Don’t we all love finance? If our recent confessional on the last episode of Across the Romaverse didn’t make it clear enough, we do our best to pretend like we understand the ins-and-outs of what it takes to run a multi-billion euro operation in today’s footballing world. Which is why I find myself buried among the financial pages at the close of the Italian stock market today, waiting for Calcio e Finanza to report that The Friedkin Group’s initial public offer has almost entirely been rejected by Roma’s current shareholders.
With the deadline on accepting the Friedkin IPO having officially expired today, Roma’s club owners have only absorbed a further 1.674% of public shares into their grasp, now making the Friedkin Group the 88.2% majority shareholder of A.S. Roma; still some way off the amount of control they’d need to take Roma private and wave goodbye to public press releases for good. But for the notoriously reticent Friedkins, all is not lost, as there was always a Plan B written there way back in the summer.
Eeking Out the Percentages
When the Friedkins first became the majority shareholder of A.S. Roma, they paid a handsome sum directly to James Pallotta in order to relieve him of 83.3% private shares in the club, plus 3.3% of public A.S. Roma shares that Pallotta’s group owned on the stock market. That meant a 86.6% majority share for The Friedkin Group straight out of the gate, but the Friedkins wasted no time in letting the Italian Consob (the market watchdog) know there were bigger ambitions.
The Friedkins openly explored the idea of taking Roma off the stock market entirely, in a move that would leave the club’s owners free to make whatever moves they wanted without having to declare the nitty gritty details in public. For that final piece of the takeover to come true, Dan Friedkin needed to reach at least a 95% majority shareholding in order to force the hand of the Borsa Italiana in de-listing the club’s shares. Friedkin’s Plan A was to offer Roma’s public shareholders the very same price—€0.1165 a share—that James Pallotta had accepted for handing over his piece of the club, all the way back in the summer.
That’s a price that, earlier today, I assume you could accept over your mobile phone, if you happen to trade in A.S. Roma shares on somewhere like eToro (not a plug - I have never used a trading app. You get better odds in poker). But there was one problem with Friedkin’s Plan A: Their €0.1165-per-share offer was lower than any price at which Roma have been historically traded on the market, ever since the club first went public at the turn of the millennium.

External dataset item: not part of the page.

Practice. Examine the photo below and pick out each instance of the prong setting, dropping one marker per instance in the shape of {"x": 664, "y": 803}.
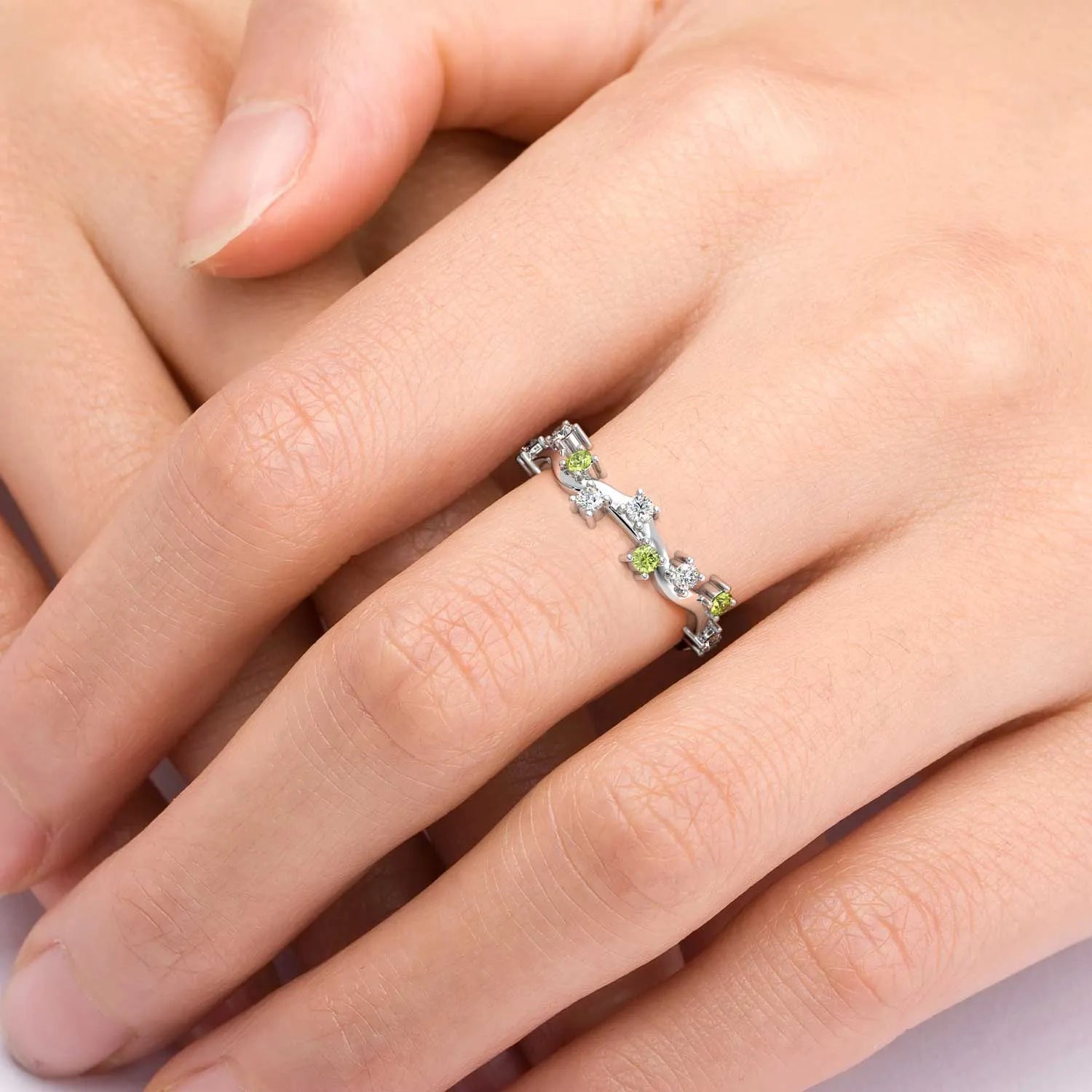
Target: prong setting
{"x": 567, "y": 451}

If you’d received that price on your mobile app, you’d have been in good company if you’d had mandato i Friedkin a quel paese, just like most shareholders did to the Friedkins’ initial public offer today.
What Next for the Friedkin Group’s Bid to Go Private?
The Friedkins had made it known that they had a second road to go down, should today’s events have transpired exactly like they have done. Roma’s owners will now look at the option of merging the Italian side of A.S. Roma’s company structure (remember that the top-level company still resides, as it did in James Pallotta’s time, in Delaware) with another privately-owned company within The Friedkin Group’s portfolio.
The merger option only makes sense—in the Friedkins’ own written words—if the costs of doing so prove less expensive than the offer needed to convince Roma’s public shareholders to hand over what’s left of the club on the stock market. So it could be that Dan Friedkin simply raises his offer to buy the shares on the Borsa, but a merger has to be a real consideration by now.
The end result of a merger would be that Roma’s public shareholders see their 11.8% collective ownership in the club decrease, and the Friedkins would have walked an alternate road to the 95% ownership target they have in their sights.
Roma, as a competitive football club, could really do with that target being achieved now more than ever.
With football clubs hemorrhaging money and expenses all over the panorama of the sport right now, and with Roma itself having declared the second-worst annual losses ever to historically befall any Serie A club this past 2019/20 season, we don’t need to spell out how the Friedkins being able to move in silence, without having to make public to competitors every little detail of their cash injections into the club, would benefit Roma’s survival and competitiveness on all fronts.